UTF-8 Encoding: Apache, PHP and MySQL

Encoding and programming

The characters that appear on computer screens, like any computer data, are just a sucession of 0 and 1 from the point of view of the machine. It is the number and order of these bits that define the standard of an encoding. The higher the number of bits, the more encoding will support characters.

The problems that can be encountered when switching to UTF-8 come from this difference in standard with the European encoding ISO. Between these two standards the problems will be at the level of “special” characters such as accented characters.

Besides the problems that this may imply, the UTF-8 can handle a larger number of characters, so to manage languages ​​with exotic glyphs, which does not allow the iso with its 256 possibilities.

But if the UTF-8 allows such things is that it is encoded on more bits than the ISO, and if it affects the display, it necessarily affects the processing of channels at the programming level and database storage.

Let’s imagine that we want to know the length of this chain: ‘éé’. Basically a language will count the number of bits in this string.

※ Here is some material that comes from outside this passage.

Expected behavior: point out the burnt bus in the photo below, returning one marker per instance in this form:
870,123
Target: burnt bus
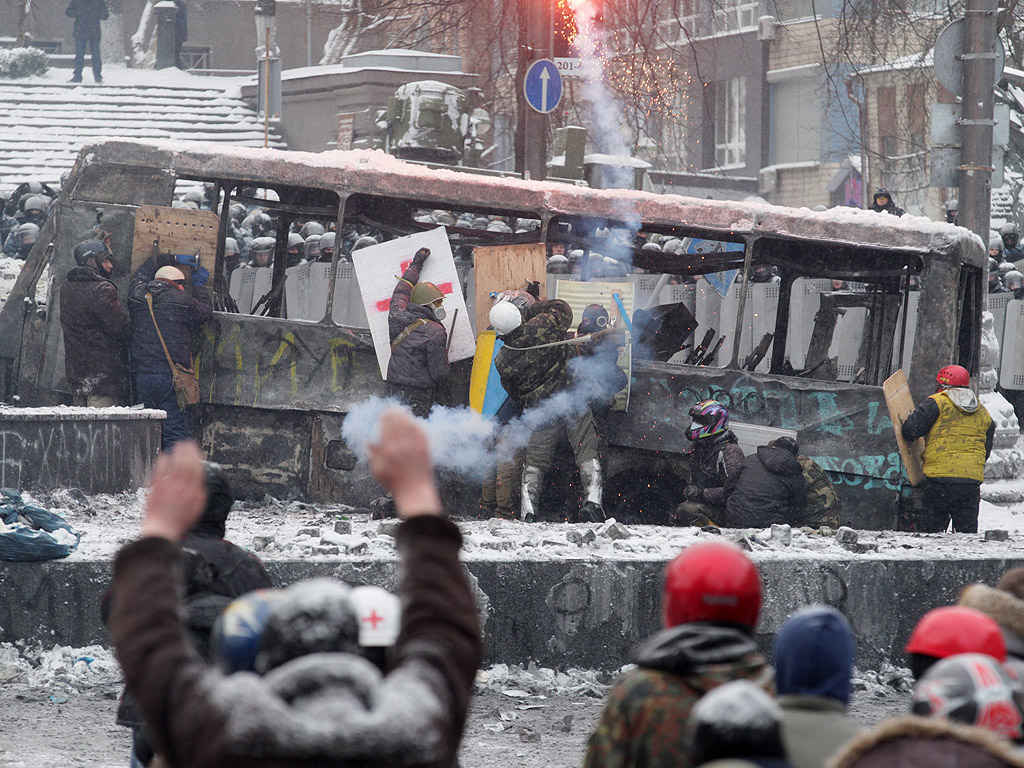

A function dedicated to this task will find 16 bits, two bytes, or two characters for the ISO. However this same function will find 32 bits on a UTF-8 encoding, so will return a value of 4 characters if it believes to be dealing with ISO … that is the problem.

This tutorial will cover the implementation of a compliant environment, its use and a quick recognition of the display problems between UTF-8 and ISO.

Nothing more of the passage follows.